Se trataba de descansar, de relajar el gesto. Esa y no otra era la única baza, y que surgiera de nuevo algo. De por sí a Marco le entraban náuseas. Algo le podía, si bien, había demasiado en juego como para echarse atrás. Dinero y lo que no era dinero.
Quien se entretuviese consigo mismo, con la pareja y con la bicicleta ganaría el bote. 230 millones, que deducidos los impuestos vendrían a ser 200 millones limpios de polvo y paja.
Hasta la fecha ningún imbécil lo había conseguido, rugiendo de dolor y derrumbándose de forma casi violenta al suelo pasados unos días.

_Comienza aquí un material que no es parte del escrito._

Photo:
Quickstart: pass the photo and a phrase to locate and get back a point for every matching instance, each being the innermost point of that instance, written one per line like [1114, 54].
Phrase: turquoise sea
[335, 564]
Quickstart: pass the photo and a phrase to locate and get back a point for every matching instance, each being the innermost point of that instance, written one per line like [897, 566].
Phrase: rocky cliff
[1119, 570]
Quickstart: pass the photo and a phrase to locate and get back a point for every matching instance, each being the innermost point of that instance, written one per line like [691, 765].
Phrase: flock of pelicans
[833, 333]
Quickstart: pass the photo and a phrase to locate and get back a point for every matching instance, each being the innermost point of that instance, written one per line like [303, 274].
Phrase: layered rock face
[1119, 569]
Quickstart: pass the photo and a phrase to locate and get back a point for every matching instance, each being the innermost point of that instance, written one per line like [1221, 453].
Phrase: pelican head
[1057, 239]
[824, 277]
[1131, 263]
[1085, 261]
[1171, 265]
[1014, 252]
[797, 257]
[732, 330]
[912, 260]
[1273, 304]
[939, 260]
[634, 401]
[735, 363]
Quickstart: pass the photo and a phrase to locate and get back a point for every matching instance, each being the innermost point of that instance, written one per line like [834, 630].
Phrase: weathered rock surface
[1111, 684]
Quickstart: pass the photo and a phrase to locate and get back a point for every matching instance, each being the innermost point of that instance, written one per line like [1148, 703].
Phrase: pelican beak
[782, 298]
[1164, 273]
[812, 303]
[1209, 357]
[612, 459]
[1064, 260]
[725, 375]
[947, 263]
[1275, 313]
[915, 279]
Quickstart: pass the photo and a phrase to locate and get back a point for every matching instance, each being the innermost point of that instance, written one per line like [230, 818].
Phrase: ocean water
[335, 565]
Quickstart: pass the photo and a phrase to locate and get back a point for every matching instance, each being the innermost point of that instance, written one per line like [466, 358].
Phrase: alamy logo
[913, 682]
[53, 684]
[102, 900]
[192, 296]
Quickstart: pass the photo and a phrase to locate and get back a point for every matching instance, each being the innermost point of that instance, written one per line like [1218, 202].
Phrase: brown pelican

Marco ya sentía un dolor punzante en la cabeza, y el suelo del garaje estaba bastante duro. Ella casi que lo estrangula con sus propias manos, que también lo pasaba espantosamente mal, apenas sonándole el móvil, aturdida como que mirando la nada, temblándole todo el cuerpo a punto de soltarle: “No puedo más, esto es suficiente”.
Dos policías uniformados los vigilaban, dos que lo habían visto todo. Dos que ya no atisbaban besos. Y eso que les habían llevado el premio como motivación, teniéndolo muy a mano. Y hasta un abogado de los de verdad para la firma. Y una ambulancia por si acaso.
Llevaban diecisiete años de intentos baldíos. Al primer vómito o graznido roto pasarían el bote a la edición dieciocho. Demasiado no era suficiente. Y la bicicleta parada, quieta. Solo ellos, sin planes, sin obligaciones.